Children’s Advocate, Mary Clarke, has called for speedier finalisation of the Evidence Amendment Bill, to allow video-recorded statements from victims, particularly in child sexual abuse cases, to be used as evidence in the courts.
She contended that the procedures involved in these cases have to be made easier for child abuse victims, to ensure that they are not re-traumatised in the process.
“We, as adults and duty bearers, owe it to our children…to make it easier for them to report; to make it easier for them to go through the criminal justice system; to lay the ground work so firmly that perpetrators will be convicted and justice will be served,” she said.
She was speaking at the launch of a multi-agency model of child protection workshop at the Knutsford Court Hotel, New Kingston, Tuesday (October 12).
Mrs. Clarke noted that the Office of the Children’s Advocate (OCA) and other stakeholders have been working towards improving the mechanisms for reporting, investigating and handling child abuse cases, especially sexual abuse.
The workshop represented the third and final phase of a project to develop a multi-agency model of child protection. This approach would aid in simplifying the process in child abuse cases, where all the individuals and agencies would cater to the child, in one instance.

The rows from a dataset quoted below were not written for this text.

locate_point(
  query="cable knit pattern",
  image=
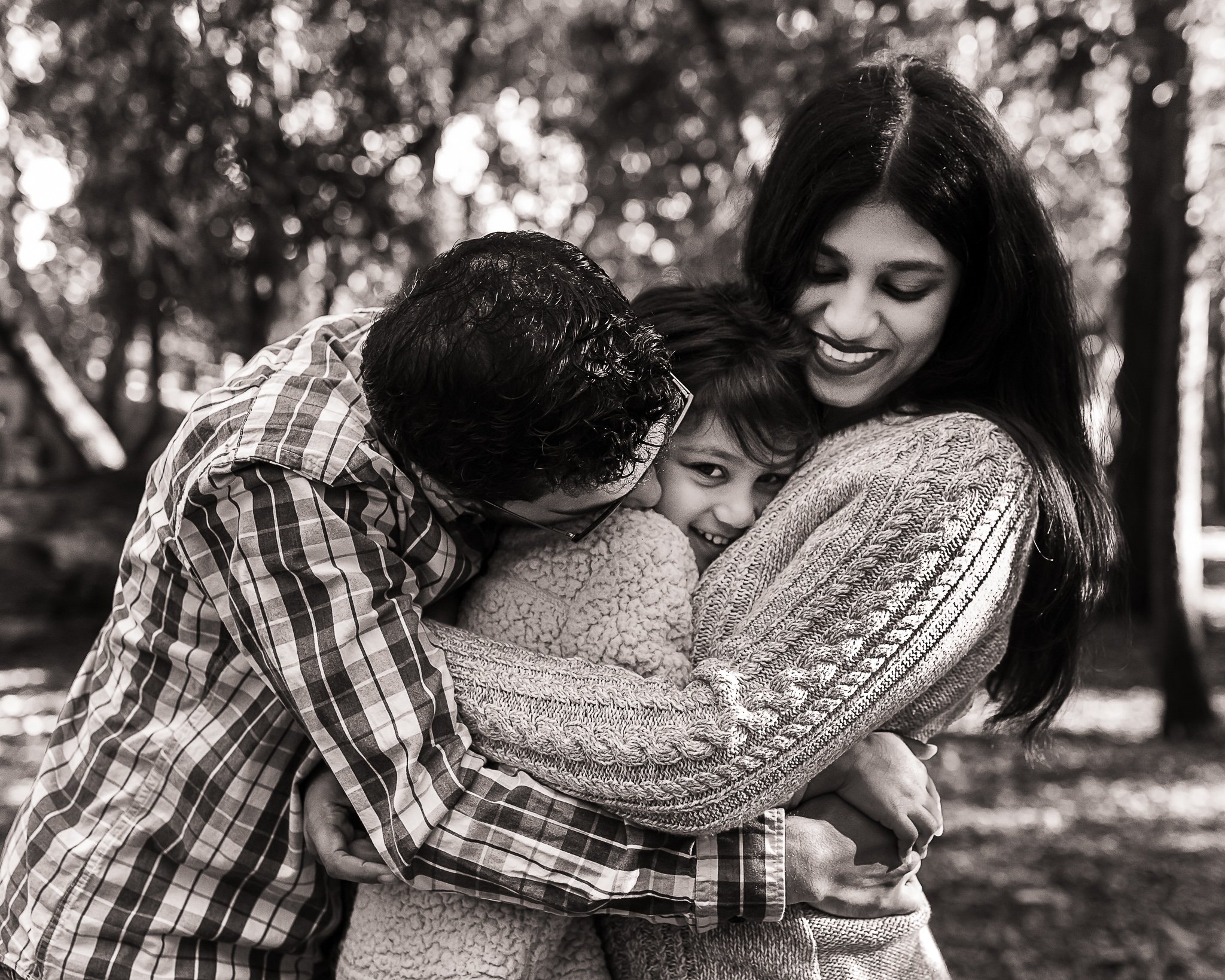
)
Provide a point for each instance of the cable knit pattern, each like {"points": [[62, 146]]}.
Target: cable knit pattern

British High Commissioner, His Excellency Howard Drake, listens to a point from Director of the Family and Parenting Centre in Montego Bay, St. James, Dr. Beverley Scott, before the start of a workshop aimed at developing a multi-agency model for child protection, held on Tuesday (Oct. 12) at the Knutsford Court Hotel in Kingston.
To be held over a four-day period, October 12-15, the workshop is aimed at establishing a multi-agency response team for investigating child abuse, mainly sexual abuse; producing a manual and operating protocols for the multi-agency team; as well as providing guidelines and training for implementation of video-recorded child witness testimony, among other procedures.
The project is being co-ordinated by a team of persons drawn from the OCA, the Jamaica Constabulary Force (JCF), the Child Development Agency (CDA) and the Family and Parenting Centre. The Centre is managing the project with funding from the British High Commission.
For this phase of the project, the Commission is providing $9 million, bringing the total sum provided since the start of the project to $19 million.
British High Commissioner, His Excellency Howard Drake, said he was delighted to be able to continue to support the project, adding that it is “absolutely, fundamentally important to the future well being of this country.”